Widgets turn a notebook into a reusable function you can call from a Job, a parent notebook, or the Databricks REST API — passing different parameters each time.

Python
# Declare widgets at the top of the notebook
dbutils.widgets.text(
    name="start_date",
    defaultValue="2026-05-01",
    label="Start Date (yyyy-MM-dd)"
)
dbutils.widgets.text(
    name="end_date",
    defaultValue="2026-05-07",
    label="End Date (yyyy-MM-dd)"
)
dbutils.widgets.dropdown(
    name="environment",
    defaultValue="dev",
    choices=["dev", "staging", "prod"],
    label="Target Environment"
)
dbutils.widgets.combobox(
    name="table_suffix",
    defaultValue="orders",
    choices=["orders", "events", "customers"],
    label="Table Name Suffix"
)

# Read widget values anywhere in the notebook
start_date  = dbutils.widgets.get("start_date")
end_date    = dbutils.widgets.get("end_date")
environment = dbutils.widgets.get("environment")

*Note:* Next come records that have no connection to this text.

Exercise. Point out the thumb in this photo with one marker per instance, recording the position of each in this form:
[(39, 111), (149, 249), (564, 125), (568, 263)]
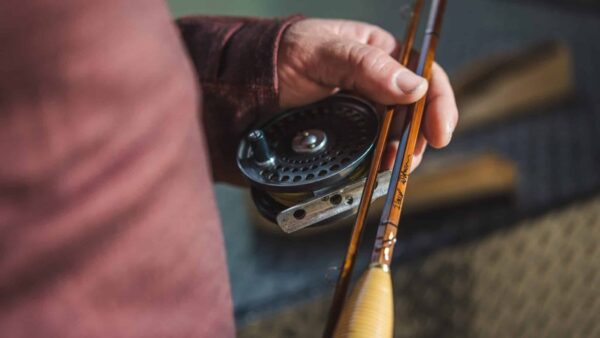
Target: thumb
[(369, 71)]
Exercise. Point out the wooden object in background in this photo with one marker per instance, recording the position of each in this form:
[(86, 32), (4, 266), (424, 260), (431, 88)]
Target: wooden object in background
[(505, 86)]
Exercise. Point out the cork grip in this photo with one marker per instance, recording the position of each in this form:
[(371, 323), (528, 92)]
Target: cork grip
[(369, 312)]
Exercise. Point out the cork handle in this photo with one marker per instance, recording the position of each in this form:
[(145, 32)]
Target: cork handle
[(369, 312)]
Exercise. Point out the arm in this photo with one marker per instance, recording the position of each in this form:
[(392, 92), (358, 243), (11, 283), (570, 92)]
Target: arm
[(251, 68), (236, 63), (108, 225)]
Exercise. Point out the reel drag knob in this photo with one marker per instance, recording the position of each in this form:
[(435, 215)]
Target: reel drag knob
[(260, 148)]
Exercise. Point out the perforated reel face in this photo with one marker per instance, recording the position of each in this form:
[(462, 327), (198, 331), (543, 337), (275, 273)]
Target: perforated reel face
[(313, 146)]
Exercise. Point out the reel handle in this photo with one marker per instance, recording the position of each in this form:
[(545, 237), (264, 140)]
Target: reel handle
[(369, 312)]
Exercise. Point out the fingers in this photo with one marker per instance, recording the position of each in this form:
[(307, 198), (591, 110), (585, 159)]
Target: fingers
[(442, 114), (368, 70), (391, 149)]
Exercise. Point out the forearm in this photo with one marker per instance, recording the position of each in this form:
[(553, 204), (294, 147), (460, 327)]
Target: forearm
[(236, 62), (108, 227)]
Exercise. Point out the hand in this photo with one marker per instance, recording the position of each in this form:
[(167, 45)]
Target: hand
[(319, 57)]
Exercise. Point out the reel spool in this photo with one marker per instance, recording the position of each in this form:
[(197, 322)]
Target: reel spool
[(307, 153)]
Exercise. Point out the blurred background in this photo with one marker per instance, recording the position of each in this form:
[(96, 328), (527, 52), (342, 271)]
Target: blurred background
[(505, 246)]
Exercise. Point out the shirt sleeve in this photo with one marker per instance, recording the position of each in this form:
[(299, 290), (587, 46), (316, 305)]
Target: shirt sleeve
[(236, 63)]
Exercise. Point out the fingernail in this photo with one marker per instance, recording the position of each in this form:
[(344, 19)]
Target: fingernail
[(408, 82), (450, 126)]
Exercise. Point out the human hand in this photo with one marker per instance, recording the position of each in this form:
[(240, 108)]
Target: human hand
[(318, 57)]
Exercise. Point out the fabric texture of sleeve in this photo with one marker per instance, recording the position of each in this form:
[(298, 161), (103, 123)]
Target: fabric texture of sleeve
[(236, 63)]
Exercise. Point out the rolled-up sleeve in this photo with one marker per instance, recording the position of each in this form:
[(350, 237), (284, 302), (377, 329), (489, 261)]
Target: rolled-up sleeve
[(236, 63)]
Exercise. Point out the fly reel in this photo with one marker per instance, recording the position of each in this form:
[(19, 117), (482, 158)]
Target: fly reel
[(307, 165)]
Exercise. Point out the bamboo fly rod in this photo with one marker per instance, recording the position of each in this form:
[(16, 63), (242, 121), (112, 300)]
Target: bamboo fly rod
[(369, 311)]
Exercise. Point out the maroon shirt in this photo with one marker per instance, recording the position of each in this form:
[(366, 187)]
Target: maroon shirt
[(108, 224)]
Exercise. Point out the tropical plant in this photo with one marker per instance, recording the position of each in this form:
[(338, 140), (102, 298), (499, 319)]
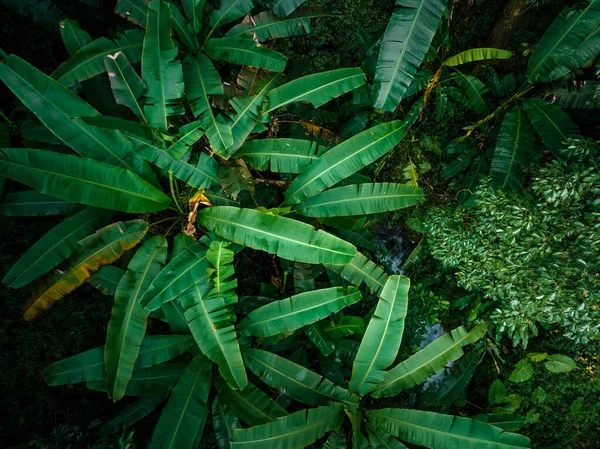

catalog     = "prod" if environment == "prod" else "dev"
table_name  = f"{catalog}.silver.{dbutils.widgets.get('table_suffix')}"

print(f"Processing {table_name} from {start_date} to {end_date}")

# Filter data using the widget parameters
df = spark.sql(f"""
    SELECT * FROM {table_name}
    WHERE created_at BETWEEN '{start_date}' AND '{end_date}'
""")

dbutils.notebook: Orchestrating Notebooks

Python
# Run a child notebook and pass parameters to it
result = dbutils.notebook.run(
    path="/Pipelines/ingest_bronze",
    timeout_seconds=3600,
    arguments={
        "start_date":  start_date,
        "end_date":    end_date,
        "environment": environment,
    }
)
print(f"Child notebook returned: {result}")

# Child notebook signals completion by calling:
dbutils.notebook.exit("SUCCESS: 12,450 rows ingested")

# For error propagation:
try:
    dbutils.notebook.run("/Pipelines/risky_job", timeout_seconds=600, arguments={})
except Exception as e:
    print(f"Child notebook failed: {e}")
    raise   # re-raise to fail the parent job

Notebook Workflows vs Databricks Jobs

| | Notebook Workflows (dbutils.notebook.run) | Databricks Jobs | |---|---|---| | Orchestration | Python code inside a notebook | JSON/YAML job definition via UI or Terraform | | Parallelism | Sequential or manual threading | Native parallel task graph | | Scheduling | None (triggered by parent) | Cron, file arrival trigger, continuous | | Monitoring | Notebook output | Job run history, metrics, alerts | | Cluster reuse | Shares caller's cluster | Job clusters or existing interactive clusters | | Best for | Ad-hoc ETL chains, simple fan-out | Production scheduled pipelines |

For production, prefer Databricks Jobs with a task graph over chaining notebooks with dbutils.notebook.run. Jobs give you a visual DAG, retry policies, email/Slack alerts, and detailed metrics.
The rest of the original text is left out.